国土交通省は、2018年5月30日に「公共交通事業者に向けた接遇ガイドライン」を公開しました。187ページもあります。
公共交通機関向けとありますが、高齢者、各種障害者、その他の心身の機能障害、妊産婦、乳児連れの人を対象に、接遇にあたっての基本的な心構えをまとめたものですので、全ての人に参考となります。企業としては、適切な配慮を行うことが求められていますので、参照しておくとよいものだと思います。
障害者等への対応が求められる背景
2020年に東京で開催されるオリンピックに向け、バリアフリー対策が急速に進んでいます。
2013年には、「障害者差別解消法」も制定され、日常生活や社会生活において、不当な差別的取り扱いの禁止と、合理的配慮の提供により社会的障壁を取り除いていくことが強く求められています。
接遇の方法について
見た目でわからない障害を抱えている方に対して、どのような対応をしたらいいのでしょうか。ヘルプマークの普及など、制度が徐々に整ってきていますが、このガイドラインに詳しく記載されています。
声かけから始まり、相手の状況に合わせて、質問方法を変えたり、筆談、コミュニケーション支援ボードを使うといった手法が例示されています。

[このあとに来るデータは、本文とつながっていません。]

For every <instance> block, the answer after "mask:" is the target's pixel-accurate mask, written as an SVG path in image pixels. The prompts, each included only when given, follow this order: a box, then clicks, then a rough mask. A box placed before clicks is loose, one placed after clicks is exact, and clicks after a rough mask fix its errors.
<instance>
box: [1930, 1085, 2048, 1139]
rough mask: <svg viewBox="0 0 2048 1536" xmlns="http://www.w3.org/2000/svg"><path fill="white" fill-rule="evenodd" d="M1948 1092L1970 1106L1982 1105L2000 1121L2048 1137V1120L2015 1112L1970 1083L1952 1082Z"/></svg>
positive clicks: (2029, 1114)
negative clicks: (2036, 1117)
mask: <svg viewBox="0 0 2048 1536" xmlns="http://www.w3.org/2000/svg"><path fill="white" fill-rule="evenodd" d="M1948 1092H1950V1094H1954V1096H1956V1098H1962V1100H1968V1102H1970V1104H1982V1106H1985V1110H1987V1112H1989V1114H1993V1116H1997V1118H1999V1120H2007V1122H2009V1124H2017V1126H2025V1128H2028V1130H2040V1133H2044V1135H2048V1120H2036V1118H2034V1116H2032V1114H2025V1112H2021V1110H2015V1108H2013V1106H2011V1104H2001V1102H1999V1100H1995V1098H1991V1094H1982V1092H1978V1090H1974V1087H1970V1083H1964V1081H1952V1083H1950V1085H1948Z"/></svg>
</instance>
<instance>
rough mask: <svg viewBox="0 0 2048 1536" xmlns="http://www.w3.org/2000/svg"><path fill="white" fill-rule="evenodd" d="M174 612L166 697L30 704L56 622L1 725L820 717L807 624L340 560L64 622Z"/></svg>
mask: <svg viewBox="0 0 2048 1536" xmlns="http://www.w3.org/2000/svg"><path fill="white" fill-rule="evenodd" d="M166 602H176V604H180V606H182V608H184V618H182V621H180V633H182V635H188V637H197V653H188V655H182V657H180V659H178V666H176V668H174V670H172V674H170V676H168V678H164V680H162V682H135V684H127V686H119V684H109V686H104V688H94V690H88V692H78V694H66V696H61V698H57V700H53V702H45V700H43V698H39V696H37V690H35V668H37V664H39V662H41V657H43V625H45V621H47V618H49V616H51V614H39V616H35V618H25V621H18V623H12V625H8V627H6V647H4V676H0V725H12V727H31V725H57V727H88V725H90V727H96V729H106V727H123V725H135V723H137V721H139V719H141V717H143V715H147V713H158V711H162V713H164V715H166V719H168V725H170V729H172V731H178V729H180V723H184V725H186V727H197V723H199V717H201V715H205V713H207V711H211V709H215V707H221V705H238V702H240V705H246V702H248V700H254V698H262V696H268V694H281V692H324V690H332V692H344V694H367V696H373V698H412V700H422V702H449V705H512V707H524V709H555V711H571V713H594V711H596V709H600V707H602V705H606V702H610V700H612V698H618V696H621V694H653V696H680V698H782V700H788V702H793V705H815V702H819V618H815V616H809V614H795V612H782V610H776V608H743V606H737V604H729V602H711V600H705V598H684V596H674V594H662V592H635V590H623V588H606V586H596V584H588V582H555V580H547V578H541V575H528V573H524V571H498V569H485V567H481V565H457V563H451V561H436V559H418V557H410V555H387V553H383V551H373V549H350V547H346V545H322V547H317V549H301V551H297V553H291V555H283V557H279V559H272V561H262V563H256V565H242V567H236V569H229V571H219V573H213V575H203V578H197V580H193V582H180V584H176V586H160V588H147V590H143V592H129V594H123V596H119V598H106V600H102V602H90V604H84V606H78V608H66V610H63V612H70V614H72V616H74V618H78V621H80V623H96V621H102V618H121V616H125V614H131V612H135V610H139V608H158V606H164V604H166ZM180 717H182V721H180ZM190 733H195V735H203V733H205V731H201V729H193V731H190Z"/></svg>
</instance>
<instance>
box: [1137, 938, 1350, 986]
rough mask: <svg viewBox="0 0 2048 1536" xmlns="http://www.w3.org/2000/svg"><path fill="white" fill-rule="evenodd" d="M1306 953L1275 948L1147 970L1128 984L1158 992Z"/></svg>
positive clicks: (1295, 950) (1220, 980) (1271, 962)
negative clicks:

問題なく会話できる方に対しては、どのように対応してほしいのか聞きだして、対応できますが、コミュニケーションが困難な方に対しては、どうしたらいいかお互い困ります。
このガイドラインには、高齢者、各種障害者など、それぞれの特性、公共交通機関を利用する際の困りごと、コミュニケーションの基本について例示されています。
こうした特性を知っておくと、対応をイメージしやすいですね。
普段こうした方と接したことがない方にとって、とまどいが軽減すると思います。
車いすの扱い方ひとつとっても、使ったことがなければわからないですし、練習する機会もありません。
構造を図解して、名称の説明から、折りたたみ方、段差や階段の移動方法など、取り扱い説明があります。
公共交通機関に限らず、知っておきたい情報がつまったガイドラインですので、一読しておいて損はないと思います。
企業においては、人を迎える姿勢として非常に重要です。また、個人としても、突然、自分がここに紹介されているような方々と行動を共にしなくてはならなくなった時、まったく知識がなければ、途方にくれてしまいます。
貴重な参考資料としておきます。